Heilbroner, Robert L(ouis) 1919-2005
HEILBRONER, Robert L(ouis) 1919-2005
OBITUARY NOTICE— See index for CA sketch: Born March 24, 1919, in New York, NY; died of a stroke, January 5 (some sources say January 4), 2005, in New York, NY. Economist and author. Heilbroner, the author of the bestselling The Worldly Philosophers, was known as a popularizer of economic studies. After completing his undergraduate education at Harvard University in 1940, he was drafted into the U.S. Army. Placed in Army Intelligence, he was taught Japanese and assigned to interview Japanese prisoners during World War II. When he returned home, he went to work for his late-father's clothing chain, but decided he disliked the profession. Instead, he returned to school, enrolling at the New School for Social Research (now New School University) to study for a Ph.D. in economics. During this time, he published his most famous work, The Worldly Philosophers (1953; tenth edition, 1998), a book about important economists throughout history. The work's success convinced Heilbroner that he could make a career of writing.
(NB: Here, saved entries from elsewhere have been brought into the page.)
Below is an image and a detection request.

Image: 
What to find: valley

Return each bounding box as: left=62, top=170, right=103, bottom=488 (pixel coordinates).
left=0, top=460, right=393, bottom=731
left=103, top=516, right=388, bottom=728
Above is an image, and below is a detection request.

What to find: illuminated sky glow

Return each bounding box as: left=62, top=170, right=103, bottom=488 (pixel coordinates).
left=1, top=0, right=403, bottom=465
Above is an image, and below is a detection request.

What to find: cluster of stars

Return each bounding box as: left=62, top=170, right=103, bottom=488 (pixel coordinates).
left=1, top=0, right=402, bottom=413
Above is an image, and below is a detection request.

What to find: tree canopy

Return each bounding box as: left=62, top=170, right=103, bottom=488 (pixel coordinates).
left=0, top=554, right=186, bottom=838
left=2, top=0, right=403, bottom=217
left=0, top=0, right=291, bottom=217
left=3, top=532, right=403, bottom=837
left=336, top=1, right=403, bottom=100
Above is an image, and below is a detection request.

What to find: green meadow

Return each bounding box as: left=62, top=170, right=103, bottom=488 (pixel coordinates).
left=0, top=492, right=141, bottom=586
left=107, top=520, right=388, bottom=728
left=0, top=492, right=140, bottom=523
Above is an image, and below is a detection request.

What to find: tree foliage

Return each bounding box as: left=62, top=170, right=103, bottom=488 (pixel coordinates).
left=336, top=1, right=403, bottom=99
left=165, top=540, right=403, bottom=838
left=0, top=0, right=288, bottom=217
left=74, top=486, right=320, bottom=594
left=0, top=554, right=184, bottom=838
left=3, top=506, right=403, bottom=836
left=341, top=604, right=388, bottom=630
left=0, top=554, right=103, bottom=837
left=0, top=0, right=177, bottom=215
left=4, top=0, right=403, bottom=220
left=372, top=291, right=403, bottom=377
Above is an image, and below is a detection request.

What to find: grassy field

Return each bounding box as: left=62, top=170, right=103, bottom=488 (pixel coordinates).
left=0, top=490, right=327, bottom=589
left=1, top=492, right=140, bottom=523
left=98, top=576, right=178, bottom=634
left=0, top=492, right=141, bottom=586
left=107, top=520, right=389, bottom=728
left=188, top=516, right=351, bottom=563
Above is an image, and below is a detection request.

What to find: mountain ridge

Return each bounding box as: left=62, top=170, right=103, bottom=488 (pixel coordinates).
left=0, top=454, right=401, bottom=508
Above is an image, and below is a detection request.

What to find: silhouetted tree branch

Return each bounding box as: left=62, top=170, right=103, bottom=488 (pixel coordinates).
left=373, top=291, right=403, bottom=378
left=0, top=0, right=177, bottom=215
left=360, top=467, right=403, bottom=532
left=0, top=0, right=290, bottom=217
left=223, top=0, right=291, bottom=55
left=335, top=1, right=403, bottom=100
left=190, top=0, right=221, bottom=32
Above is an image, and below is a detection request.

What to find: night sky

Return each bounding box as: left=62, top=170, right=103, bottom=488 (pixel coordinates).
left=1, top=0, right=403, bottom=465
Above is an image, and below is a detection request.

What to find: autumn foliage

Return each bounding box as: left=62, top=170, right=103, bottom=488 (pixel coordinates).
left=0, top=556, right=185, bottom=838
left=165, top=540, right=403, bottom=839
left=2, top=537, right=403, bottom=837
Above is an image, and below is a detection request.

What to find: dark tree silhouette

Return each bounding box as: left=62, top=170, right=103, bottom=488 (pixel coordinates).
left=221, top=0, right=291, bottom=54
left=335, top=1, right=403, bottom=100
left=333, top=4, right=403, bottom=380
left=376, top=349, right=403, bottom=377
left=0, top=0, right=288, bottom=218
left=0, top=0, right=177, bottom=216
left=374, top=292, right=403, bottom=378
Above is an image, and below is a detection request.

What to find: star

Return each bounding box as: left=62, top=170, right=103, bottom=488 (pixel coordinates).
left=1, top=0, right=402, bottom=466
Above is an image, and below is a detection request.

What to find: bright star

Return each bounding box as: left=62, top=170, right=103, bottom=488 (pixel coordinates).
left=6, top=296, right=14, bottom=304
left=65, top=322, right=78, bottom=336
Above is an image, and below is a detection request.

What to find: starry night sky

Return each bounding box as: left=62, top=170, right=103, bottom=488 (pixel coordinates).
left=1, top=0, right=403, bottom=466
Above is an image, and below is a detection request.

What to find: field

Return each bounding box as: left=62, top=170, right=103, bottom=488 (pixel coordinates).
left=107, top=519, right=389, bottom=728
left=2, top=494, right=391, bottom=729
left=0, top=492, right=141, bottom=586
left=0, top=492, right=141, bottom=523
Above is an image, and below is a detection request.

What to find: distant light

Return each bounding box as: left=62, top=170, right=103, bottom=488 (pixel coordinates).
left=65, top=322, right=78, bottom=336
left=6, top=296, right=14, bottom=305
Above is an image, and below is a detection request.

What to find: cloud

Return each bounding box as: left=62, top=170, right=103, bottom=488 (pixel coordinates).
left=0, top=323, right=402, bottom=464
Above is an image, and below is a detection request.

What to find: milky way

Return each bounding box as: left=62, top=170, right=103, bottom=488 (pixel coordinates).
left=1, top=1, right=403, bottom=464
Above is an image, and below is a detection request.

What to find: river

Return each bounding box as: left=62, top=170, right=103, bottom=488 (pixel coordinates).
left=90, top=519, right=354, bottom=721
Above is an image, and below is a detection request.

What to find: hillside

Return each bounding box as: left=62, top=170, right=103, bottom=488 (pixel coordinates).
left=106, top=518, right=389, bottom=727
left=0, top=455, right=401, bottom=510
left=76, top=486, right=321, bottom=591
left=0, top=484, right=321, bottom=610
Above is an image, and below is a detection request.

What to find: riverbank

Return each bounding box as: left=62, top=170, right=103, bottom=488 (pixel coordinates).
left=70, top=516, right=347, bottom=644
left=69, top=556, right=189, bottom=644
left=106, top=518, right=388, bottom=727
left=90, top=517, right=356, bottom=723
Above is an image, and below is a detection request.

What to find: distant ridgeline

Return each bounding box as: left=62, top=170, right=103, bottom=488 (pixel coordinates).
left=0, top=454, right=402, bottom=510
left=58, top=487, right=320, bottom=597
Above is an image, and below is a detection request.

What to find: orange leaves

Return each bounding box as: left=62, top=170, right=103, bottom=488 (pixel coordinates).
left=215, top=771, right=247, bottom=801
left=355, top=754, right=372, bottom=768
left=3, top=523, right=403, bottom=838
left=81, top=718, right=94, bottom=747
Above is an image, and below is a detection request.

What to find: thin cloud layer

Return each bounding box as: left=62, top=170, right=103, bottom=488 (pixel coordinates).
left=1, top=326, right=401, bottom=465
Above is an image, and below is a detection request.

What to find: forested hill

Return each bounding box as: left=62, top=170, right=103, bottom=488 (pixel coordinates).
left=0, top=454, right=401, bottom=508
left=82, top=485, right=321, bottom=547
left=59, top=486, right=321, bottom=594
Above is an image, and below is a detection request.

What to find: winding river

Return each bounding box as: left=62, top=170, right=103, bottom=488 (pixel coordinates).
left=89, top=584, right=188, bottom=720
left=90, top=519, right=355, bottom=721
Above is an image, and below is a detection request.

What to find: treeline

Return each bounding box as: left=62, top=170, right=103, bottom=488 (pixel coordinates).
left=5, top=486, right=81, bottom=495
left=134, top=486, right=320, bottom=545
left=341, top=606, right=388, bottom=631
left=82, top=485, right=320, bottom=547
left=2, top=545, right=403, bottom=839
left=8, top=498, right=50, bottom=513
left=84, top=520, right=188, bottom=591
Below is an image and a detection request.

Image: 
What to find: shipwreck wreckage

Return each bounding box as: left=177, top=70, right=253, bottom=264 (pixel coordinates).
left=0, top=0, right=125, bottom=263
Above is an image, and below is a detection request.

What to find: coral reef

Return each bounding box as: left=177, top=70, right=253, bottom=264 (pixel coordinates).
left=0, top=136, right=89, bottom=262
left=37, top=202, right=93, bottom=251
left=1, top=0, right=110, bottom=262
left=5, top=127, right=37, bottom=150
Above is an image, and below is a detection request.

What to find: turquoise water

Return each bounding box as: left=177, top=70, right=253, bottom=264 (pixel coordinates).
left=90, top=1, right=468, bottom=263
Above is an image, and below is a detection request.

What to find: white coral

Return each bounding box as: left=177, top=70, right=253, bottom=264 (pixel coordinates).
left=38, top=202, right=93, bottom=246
Becoming preoccupied with writing delayed the completion of his Ph.D. until 1963, but in the meantime he produced such books as The Quest for Wealth (1956) and The Making of Economic Society (1962; eleventh edition, 2002). As an economist, Heilbroner considered himself a radical conservative. This meant that while he felt government should usually not control a country's economy, there were times when it was appropriate for it to step in, such as during severe economic crises. He was sometimes criticized, as was fellow writer John Kenneth Galbraith, for not being scientific enough in his writing. Instead of a narrow, mathematical approach to economic analysis, Heilbroner favored a multidisciplinary view that took into consideration social, political, and other outside influences on the economy. Despite criticisms by some economists, others among his colleagues appreciated what he was doing as a writer and acknowledged his scholarship. In 1972 he was named Norman Thomas Professor of Economics at the New School. Among Heilbroner's many other books are The Limits of American Capitalism (1966), An Inquiry into the Human Prospect (1975; third edition, 1991), The Nature and Logic of Capitalism (1985), and Teachings from the Worldly Philosophy (1996).
OBITUARIES AND OTHER SOURCES:
Chicago Tribune, January 13, 2005, section 3, p. 11.
Los Angeles Times, January 11, 2005, p. B10.
New York Times, January 12, 2005, p. A21.
Washington Post, January 13, 2005, p. B8.